The Sudanese regime has a “distinguished pedigree” supporting international terrorism. In the 1990s it gave sanctuary to so many outlaws, the capital, Khartoum, was known as “the Holiday Inn for Terrorists.” Al Qaeda, Hamas, Islamic Jihad and Carlos the Jackal all called Khartoum home. It was Khartoum’s five years playing gracious host to Osama bin Laden that earned it US sanctions in 1997.
Moreover, Sudan is a terrorist state in its own right. The same Arab nations condemning Israel this week have been mute in the face of Khartoum’s ruthless suppression of its own Muslim citizens in Darfur since 2003, and thirty years of ethnically cleansing those within its own borders it considers insufficiently enthusiastic about its version of Islamism.
Should the Sudanese minister’s claim that four Israeli warplanes bombed the arms factory be reliable, then this was an impressive display of the IDF’s long strategic arm.

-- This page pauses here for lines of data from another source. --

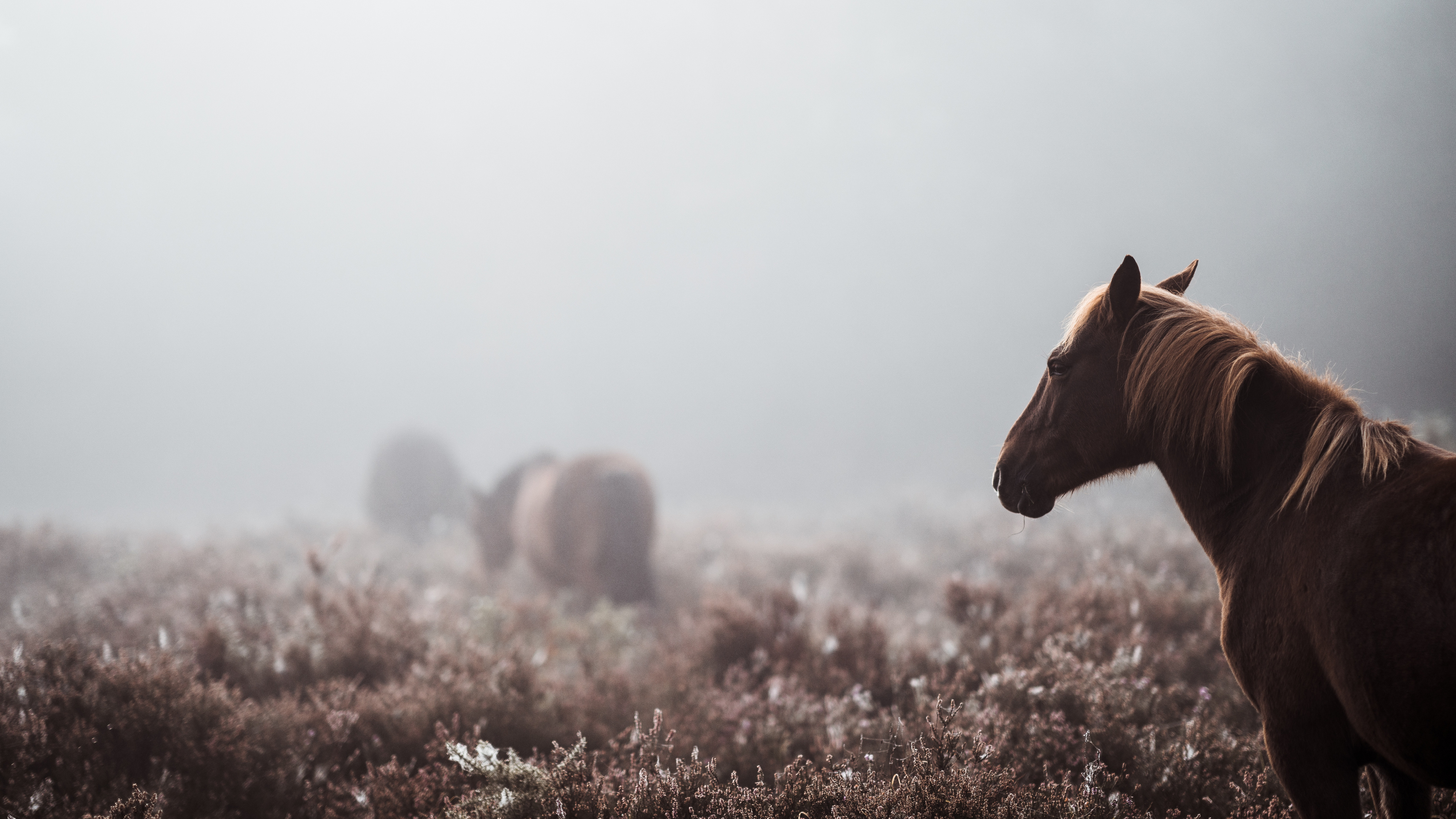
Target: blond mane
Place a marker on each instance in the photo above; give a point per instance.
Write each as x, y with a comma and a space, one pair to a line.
1184, 382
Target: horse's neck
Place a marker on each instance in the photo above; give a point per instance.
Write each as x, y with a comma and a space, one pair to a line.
1272, 425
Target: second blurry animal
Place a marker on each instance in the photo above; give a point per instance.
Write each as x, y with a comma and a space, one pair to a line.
586, 524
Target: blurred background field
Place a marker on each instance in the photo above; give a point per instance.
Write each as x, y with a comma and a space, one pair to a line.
924, 658
803, 260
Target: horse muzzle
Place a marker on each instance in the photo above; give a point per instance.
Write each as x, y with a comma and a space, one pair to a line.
1020, 496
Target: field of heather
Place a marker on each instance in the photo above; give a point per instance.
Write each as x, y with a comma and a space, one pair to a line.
919, 662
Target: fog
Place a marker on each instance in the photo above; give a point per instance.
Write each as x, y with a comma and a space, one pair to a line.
783, 253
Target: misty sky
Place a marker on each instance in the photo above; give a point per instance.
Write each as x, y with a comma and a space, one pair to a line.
784, 253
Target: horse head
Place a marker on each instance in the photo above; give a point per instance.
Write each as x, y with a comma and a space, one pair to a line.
1076, 430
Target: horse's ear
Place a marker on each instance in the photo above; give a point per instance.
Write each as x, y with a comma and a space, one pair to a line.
1178, 282
1123, 292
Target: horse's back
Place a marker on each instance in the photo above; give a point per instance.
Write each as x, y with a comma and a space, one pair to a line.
1388, 617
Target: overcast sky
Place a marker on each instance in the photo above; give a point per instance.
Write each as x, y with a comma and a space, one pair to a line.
784, 253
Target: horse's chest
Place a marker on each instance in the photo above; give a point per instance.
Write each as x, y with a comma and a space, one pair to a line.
1260, 643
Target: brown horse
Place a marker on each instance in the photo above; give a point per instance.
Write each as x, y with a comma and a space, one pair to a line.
1333, 535
584, 524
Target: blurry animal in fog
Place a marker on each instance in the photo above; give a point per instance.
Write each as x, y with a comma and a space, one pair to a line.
586, 524
1333, 535
416, 487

The Israeli Air Force already proved 27 years ago that it can successfully attack targets located over 1,500 kilometers away. In 1985 Israeli jets bombed the PLO headquarters in Tunis, but the fact that the target was situated near the coast helped Israeli forces approach it undetected. Khartoum, on the other hand, is located deep inside Sudanese territory and is surrounded by numerous radar facilities.
The Sudanese minister said Israeli planes used electronic countermeasures to avoid detection by Sudanese air defenses, but experts say they could have flown over “dead areas” where they could not be detected by radars. In any case, the Sudanese cannot prove Israel attacked the arms factory.

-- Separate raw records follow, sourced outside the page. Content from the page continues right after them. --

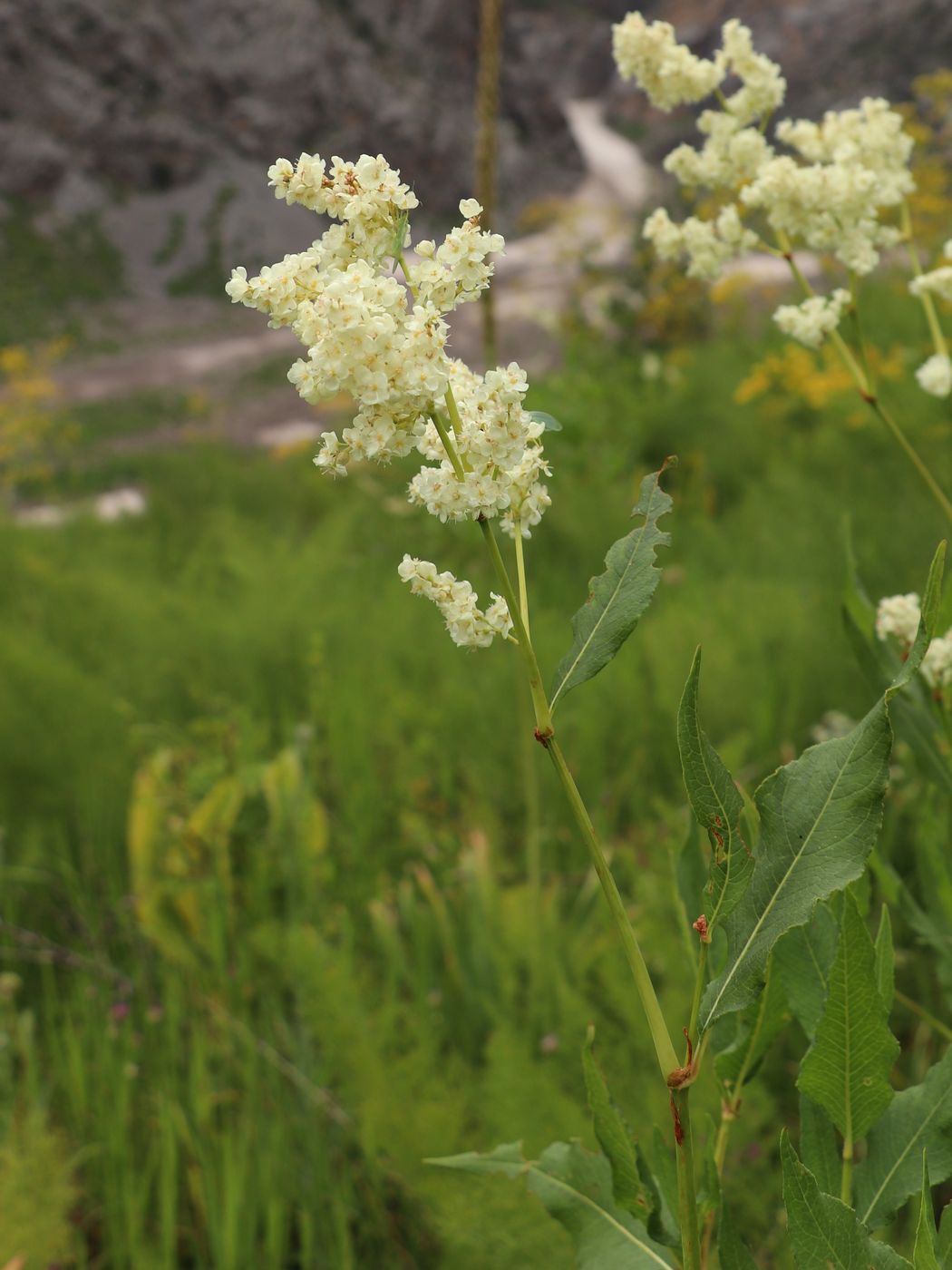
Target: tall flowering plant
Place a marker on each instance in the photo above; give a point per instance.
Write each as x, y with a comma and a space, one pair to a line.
777, 880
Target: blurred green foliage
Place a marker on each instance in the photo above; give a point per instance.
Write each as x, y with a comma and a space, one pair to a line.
263, 867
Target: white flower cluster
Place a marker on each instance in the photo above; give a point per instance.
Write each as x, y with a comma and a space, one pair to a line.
814, 319
708, 245
665, 70
827, 196
457, 602
457, 269
935, 375
899, 616
499, 447
365, 337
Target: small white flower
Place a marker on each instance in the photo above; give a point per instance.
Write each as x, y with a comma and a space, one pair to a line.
935, 375
899, 616
937, 663
668, 72
811, 320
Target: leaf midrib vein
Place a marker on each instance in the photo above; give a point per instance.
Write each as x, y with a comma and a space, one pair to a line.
602, 1212
918, 1133
793, 863
611, 599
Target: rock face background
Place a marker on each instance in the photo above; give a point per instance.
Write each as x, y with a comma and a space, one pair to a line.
165, 116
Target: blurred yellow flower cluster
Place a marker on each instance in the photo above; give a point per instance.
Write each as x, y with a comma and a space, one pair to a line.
31, 427
928, 120
811, 377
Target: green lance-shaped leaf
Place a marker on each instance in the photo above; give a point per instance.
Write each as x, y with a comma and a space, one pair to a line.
549, 421
913, 718
619, 596
928, 620
818, 1146
615, 1138
885, 961
732, 1251
663, 1222
575, 1185
946, 1238
716, 803
757, 1028
691, 876
847, 1070
918, 1119
819, 819
924, 1253
802, 959
824, 1234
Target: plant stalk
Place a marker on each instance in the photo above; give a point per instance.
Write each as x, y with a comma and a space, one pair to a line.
846, 1187
666, 1057
687, 1194
929, 1020
486, 146
928, 304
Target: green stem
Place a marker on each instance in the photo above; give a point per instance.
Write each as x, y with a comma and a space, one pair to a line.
846, 1187
520, 575
932, 318
913, 456
867, 393
914, 1007
666, 1057
543, 717
532, 825
687, 1194
700, 981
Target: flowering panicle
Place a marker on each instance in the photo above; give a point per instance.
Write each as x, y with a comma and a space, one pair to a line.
467, 624
811, 320
708, 245
384, 346
827, 192
899, 616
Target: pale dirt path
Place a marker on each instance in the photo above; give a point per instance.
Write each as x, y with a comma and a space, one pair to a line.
535, 279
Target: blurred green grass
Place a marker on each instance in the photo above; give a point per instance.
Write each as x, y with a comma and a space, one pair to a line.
257, 607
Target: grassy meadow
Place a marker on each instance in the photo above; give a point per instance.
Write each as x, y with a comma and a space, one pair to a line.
267, 933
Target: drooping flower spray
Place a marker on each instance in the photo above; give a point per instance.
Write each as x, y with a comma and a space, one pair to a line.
840, 187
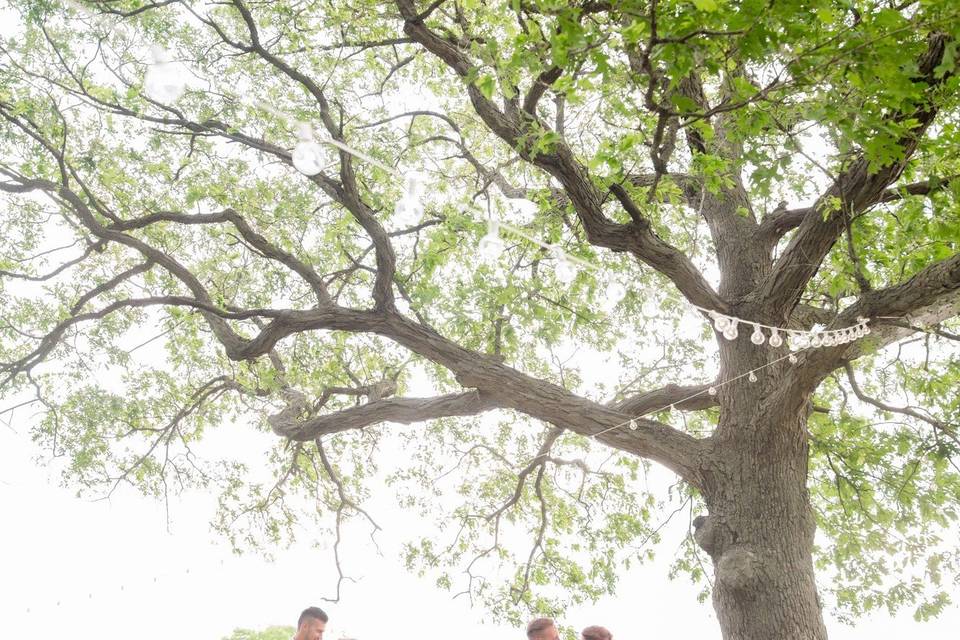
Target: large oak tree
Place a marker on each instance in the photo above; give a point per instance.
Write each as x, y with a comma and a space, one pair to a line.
794, 163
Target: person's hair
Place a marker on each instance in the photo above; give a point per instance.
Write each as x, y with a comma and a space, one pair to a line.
538, 625
312, 612
596, 632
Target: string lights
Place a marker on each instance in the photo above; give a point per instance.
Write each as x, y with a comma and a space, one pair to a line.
164, 83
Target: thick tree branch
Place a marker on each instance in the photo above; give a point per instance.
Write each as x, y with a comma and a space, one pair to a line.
401, 410
928, 298
856, 189
685, 398
907, 411
560, 162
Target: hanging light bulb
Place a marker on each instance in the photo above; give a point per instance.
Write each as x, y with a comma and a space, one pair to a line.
491, 246
307, 155
163, 81
799, 340
775, 339
731, 333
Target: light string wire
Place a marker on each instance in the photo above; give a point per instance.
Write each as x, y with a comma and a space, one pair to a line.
172, 87
792, 357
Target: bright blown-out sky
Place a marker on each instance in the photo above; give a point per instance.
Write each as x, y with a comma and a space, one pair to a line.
111, 570
118, 569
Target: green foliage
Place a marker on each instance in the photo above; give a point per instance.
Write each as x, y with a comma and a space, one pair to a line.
805, 86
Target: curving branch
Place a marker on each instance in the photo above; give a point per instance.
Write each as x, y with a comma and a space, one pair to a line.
671, 396
907, 411
516, 130
399, 410
928, 298
857, 189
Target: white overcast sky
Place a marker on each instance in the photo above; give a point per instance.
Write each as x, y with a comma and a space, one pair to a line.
111, 571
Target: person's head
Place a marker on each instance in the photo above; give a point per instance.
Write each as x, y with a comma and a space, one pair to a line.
311, 624
595, 632
542, 629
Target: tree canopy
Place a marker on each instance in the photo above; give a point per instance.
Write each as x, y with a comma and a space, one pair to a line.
166, 270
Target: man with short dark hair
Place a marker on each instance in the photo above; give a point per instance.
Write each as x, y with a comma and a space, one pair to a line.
596, 632
542, 629
311, 624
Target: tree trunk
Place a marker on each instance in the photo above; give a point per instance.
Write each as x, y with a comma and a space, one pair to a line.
760, 527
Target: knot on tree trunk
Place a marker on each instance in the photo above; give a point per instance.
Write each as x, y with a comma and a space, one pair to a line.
287, 421
739, 568
704, 534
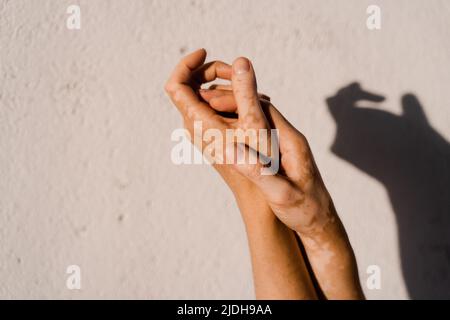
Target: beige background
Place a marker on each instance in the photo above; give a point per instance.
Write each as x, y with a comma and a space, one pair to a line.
85, 170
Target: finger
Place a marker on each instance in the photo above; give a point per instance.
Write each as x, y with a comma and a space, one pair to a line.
243, 82
211, 71
221, 87
179, 86
243, 159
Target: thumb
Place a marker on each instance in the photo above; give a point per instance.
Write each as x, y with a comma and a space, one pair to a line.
245, 160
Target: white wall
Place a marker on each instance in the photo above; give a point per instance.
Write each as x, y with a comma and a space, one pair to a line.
85, 170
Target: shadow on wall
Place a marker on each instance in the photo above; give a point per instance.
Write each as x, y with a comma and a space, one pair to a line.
412, 161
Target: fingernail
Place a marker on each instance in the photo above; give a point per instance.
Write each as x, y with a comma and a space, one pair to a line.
241, 65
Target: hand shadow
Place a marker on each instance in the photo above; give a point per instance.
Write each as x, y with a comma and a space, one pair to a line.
412, 161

However, if Israeli jets did carry out the strike, it means it took place some 1,600 kilometers from Israel, nearly the same distance between central Israel and the uranium enrichment plants in Iran – one near the city of Kashan (“Natanz”) and the other near Qom (“Fordo”). Therefore, the attack, if it was carried out by Israel, also sent a strong message to Tehran.
The Satellite Sentinel Project, an American monitoring group said on Saturday that satellite images of the aftermath of the Wednesday explosion suggested the site was hit by an airstrike. The images released by the Sentinel Project to the Associated Press showed at least six 52-foot (16-meter) wide craters at the compound. The Israeli EROS-B imagery confirms these facts with higher resolution images, (displayed above). The EROS_B images also indicate at least four ‘near misses’ which may have caused some of the fires that erupted around the compound.
Until now the Iranians did not take Israel’s threats seriously. They did not believe Israel had the ability to attack its nuclear installations or that the Israeli government would have the courage to risk losing dozens of pilots and planes. But now, after the attack in Sudan and the bombing of a Syrian reactor in 2007, which foreign media attributed to Israel, the Iranians may reassess Netanyahu and Barak’s seriousness when they declare that “all options are on the table.”
There is no doubt that the explosions at the Sudanese arms factory have given elements in Khartoum, Gaza and Tehran something to think about.